Good grief, it's Olivia Colman – drop everything and run, you fools! Wonderful actress she may be, but as a harbinger of doom, Colman is right up there with two-headed frogs and yolkless scotch eggs. Her appearance in a serious drama usually means death, mayhem and much rending of garments. So it proved in Run, the quartet of linked dramas on Channel 4 last week. Colman, mistress of despair, was only in the first one, playing Carol, downtrodden single mum to two louts. But she made her hour count, misery swirling around her like a turd in a blender. Her boys beat a stranger to death, her ex takes decisive action by punching her in the stomach, and she drinks herself to sleep every night after a bit of quality swearing.

The misery spread. Successive episodes took their cues from Monday night's opener: the stranger who Carol's boys killed was a Pole involved in arranging illegal marriages, whose wife is left broke; Carol sold stolen mobile phones on to a young Chinese illegal immigrant who is forced to do anything to pay off her debt to the gangster who smuggled her into the country, from enduring rape to selling pirate DVDs; one of her DVD customers is a recovering junkie who is desperate to maintain contact with his estranged daughter.

As sociology, I imagine that it was impeccable on the utter shittiness of life on the margins and the fact that in those shadows women are forever trapped by the god-awful agendas of men. I learned something, too: to my shame, I hadn't given much thought to the DVD sellers who drift in and out of pubs and shops, and the bloody economics that often drive them there.

But, like the opening credits footage, an anonymous tract of urban hinterland shot from a moving train, the tales in Run mostly just rolled past, a diorama of life in the underclass. Such character as could be glimpsed was down to some good performances, in particular from Neil Maskell as Carol's terrifying ex, and from Lennie James too, who brought dignity as well as pathos to Richard the ex-junkie, and, of course, from Colman (cursed be her name!).

But blimey, Run was an unremittingly bleak view of society. The most vulnerable citizens seemed bound to one another by little more than sleazy obligations, debts and the necessity to try to look unhappier than the other poor blighter in the room. The writing was undercooked and the direction too quick to lean on the soundtrack's strings section for emotion.

Perhaps the scheduling was also to blame for Run's one-eyed vision. It was, as they say, "stripped" across the 10pm slot on four consecutive nights, and perhaps meant to be regarded as four acts of a single drama.

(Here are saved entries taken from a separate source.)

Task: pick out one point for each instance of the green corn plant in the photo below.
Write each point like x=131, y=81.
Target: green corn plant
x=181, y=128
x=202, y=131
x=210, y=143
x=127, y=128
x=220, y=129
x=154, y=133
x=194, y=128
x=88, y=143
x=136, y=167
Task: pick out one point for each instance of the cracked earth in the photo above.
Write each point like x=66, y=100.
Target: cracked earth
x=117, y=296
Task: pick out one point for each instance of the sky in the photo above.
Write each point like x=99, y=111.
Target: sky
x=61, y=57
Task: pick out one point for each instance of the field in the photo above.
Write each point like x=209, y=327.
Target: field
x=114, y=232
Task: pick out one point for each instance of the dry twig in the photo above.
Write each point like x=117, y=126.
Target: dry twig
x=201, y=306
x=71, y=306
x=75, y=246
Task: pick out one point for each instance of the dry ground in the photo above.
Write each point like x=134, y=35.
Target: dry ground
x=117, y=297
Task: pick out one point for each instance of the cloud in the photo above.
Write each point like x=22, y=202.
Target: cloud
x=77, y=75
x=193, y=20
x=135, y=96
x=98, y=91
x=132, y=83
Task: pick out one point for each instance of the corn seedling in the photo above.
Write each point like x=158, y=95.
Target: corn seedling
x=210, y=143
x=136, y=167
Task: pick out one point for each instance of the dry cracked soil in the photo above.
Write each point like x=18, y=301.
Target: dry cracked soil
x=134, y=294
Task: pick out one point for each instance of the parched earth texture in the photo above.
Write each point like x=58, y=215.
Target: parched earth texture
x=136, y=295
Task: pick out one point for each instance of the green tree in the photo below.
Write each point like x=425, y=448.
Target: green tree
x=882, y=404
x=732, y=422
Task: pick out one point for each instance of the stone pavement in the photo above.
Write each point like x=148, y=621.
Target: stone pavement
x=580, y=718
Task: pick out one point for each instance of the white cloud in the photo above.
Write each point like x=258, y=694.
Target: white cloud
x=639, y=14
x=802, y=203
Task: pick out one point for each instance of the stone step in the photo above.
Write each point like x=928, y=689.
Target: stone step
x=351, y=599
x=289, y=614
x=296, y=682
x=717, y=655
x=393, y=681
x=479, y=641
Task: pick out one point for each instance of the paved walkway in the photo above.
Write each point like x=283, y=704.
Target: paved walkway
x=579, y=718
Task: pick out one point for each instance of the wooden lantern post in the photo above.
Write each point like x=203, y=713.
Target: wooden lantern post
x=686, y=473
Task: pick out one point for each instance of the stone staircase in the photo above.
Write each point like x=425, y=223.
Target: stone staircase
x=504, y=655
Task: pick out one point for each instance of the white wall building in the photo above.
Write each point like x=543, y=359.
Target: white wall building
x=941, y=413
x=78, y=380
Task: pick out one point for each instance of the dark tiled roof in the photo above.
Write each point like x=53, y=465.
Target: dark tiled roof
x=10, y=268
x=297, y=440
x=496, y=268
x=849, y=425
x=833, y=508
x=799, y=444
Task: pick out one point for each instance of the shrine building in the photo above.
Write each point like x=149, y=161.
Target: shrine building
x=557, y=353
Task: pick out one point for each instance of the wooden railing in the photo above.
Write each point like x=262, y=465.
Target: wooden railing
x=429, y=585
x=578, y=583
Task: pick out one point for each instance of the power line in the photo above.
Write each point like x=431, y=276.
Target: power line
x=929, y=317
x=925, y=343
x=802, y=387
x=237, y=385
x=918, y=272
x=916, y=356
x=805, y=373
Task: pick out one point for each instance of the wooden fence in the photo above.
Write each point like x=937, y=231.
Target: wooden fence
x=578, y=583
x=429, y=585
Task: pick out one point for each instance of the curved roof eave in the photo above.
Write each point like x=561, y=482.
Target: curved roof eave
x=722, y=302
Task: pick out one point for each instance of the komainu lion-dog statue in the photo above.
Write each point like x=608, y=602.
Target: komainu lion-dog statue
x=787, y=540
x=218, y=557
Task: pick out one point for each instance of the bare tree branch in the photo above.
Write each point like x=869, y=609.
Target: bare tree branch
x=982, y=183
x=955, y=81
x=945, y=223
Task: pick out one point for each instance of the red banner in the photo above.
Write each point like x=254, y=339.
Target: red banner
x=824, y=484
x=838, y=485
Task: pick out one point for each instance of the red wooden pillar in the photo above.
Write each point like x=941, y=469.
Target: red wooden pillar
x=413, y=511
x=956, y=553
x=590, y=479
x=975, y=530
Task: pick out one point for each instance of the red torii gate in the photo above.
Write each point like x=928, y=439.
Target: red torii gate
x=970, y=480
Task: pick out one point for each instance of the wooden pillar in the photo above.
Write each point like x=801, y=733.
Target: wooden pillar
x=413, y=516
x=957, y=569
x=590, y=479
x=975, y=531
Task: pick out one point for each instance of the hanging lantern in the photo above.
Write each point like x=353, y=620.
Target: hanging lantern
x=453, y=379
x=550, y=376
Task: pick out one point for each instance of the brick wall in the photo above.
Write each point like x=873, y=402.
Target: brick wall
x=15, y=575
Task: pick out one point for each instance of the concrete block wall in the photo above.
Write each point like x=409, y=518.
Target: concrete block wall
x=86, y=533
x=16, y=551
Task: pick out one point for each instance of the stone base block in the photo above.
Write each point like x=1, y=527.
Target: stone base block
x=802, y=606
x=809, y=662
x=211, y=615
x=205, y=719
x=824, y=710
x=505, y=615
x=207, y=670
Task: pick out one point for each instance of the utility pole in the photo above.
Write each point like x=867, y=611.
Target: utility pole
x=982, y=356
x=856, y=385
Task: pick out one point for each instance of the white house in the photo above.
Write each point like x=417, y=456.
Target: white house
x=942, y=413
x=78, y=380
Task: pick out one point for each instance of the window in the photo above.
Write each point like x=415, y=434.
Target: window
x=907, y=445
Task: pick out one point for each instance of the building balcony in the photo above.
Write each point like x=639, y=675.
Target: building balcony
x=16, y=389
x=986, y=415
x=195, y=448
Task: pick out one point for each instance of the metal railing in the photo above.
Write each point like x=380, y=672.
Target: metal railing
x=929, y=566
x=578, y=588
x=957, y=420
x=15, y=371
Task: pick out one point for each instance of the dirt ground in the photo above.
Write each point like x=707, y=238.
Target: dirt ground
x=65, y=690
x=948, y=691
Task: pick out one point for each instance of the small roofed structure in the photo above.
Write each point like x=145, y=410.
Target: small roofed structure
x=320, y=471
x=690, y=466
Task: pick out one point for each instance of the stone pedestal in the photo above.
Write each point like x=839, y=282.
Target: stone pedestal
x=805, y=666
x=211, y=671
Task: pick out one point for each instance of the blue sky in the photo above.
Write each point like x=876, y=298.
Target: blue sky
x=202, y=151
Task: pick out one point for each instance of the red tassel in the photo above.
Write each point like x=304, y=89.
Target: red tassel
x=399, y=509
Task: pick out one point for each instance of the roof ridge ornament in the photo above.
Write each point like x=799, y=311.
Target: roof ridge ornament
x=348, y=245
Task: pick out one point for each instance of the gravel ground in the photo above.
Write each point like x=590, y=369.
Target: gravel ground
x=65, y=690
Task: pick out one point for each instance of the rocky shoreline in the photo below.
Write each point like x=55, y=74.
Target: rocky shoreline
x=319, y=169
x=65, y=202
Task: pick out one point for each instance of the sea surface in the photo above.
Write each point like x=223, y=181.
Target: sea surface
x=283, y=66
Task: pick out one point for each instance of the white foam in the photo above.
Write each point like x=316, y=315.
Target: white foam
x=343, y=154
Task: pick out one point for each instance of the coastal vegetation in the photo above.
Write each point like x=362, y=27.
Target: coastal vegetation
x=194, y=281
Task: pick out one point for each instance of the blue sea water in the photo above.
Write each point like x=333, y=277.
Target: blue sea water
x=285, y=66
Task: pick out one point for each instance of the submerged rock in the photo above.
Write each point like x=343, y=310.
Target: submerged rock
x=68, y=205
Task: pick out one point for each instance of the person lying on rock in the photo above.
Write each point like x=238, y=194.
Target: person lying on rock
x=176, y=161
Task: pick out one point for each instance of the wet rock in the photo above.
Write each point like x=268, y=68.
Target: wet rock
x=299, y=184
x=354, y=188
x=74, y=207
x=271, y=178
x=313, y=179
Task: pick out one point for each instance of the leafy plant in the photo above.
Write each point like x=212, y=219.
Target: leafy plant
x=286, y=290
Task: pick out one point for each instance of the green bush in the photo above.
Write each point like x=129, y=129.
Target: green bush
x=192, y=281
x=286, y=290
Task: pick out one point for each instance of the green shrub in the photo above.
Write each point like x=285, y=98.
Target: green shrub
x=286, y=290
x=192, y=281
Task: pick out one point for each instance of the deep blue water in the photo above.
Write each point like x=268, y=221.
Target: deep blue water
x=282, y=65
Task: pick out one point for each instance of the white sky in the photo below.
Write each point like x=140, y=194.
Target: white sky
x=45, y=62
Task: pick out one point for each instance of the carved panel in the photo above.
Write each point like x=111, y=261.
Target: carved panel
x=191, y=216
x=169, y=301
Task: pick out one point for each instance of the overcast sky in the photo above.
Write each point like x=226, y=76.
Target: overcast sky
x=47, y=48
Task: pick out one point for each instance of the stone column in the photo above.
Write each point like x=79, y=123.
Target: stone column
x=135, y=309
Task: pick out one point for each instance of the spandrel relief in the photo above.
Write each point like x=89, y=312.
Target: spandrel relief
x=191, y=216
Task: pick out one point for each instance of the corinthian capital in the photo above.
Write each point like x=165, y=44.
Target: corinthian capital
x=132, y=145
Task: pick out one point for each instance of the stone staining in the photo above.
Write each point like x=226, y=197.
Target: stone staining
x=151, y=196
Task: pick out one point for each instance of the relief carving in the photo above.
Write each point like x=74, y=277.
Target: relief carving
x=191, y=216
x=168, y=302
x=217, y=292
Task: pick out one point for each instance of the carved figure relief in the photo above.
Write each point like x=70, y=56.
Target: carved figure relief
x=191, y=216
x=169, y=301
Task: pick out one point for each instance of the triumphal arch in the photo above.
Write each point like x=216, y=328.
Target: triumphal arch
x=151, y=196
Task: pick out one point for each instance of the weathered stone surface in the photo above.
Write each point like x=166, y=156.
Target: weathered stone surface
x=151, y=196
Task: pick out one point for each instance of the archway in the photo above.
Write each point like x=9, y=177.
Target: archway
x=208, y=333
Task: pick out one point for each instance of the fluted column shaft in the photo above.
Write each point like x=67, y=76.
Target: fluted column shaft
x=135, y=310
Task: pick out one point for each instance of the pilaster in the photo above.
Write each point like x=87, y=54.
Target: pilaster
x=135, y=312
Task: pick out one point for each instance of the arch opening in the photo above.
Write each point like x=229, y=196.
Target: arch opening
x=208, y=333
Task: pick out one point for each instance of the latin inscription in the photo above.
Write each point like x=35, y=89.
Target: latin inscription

The presumption on the part of schedulers would seem to be that this is must-watch telly; the reaction of viewers – okay, the reaction of me – is "What, again? Tomorrow night, and the night after and the night after that!?"

I'm not sure why Christopher Guest is making sitcoms for the BBC – I hope it's not because he can't get any money to make the sweet and funny films that invented the "mockumentary", Spinal Tap, Best in Show, A Mighty Wind. Either way, Family Tree (BBC, Tuesday ***) didn't get off to a convincing start on Tuesday. Again, it's a mockumentary. This time the idea is that we're following Tom (Chris O'Dowd), recently dumped and newly unemployed, as he, um, becomes interested in his family's genealogy. Yes, it's quite slight. Among the virtues of Guest's films is the authenticity of the sub-cultures under scrutiny. Here, the pretext for Tom's mild odyssey was pretty flimsy.

There were some customarily silly names: Glenn Pfister, Pete Stupples. There were some nice lines, too: Tom's best friend says of him, "I'm a man who enjoys PlayStation in his pants, but five days is, like, two days too long". There was also the wonderful ventriloquist Nina Conti, complete with monkey puppet throughout (even if she did play an annoyingly twee version of herself). Yet finally there was the question as to how Tom, an affable, sensible former civil servant in his thirties with an ex-Beefeater for a father – rather than, say, an indulgent investment banker – was content to gad about happily looking for his ancestors? But I judge too early, it is the first episode after all.

And what is Christopher Guest if not a harbinger of fun?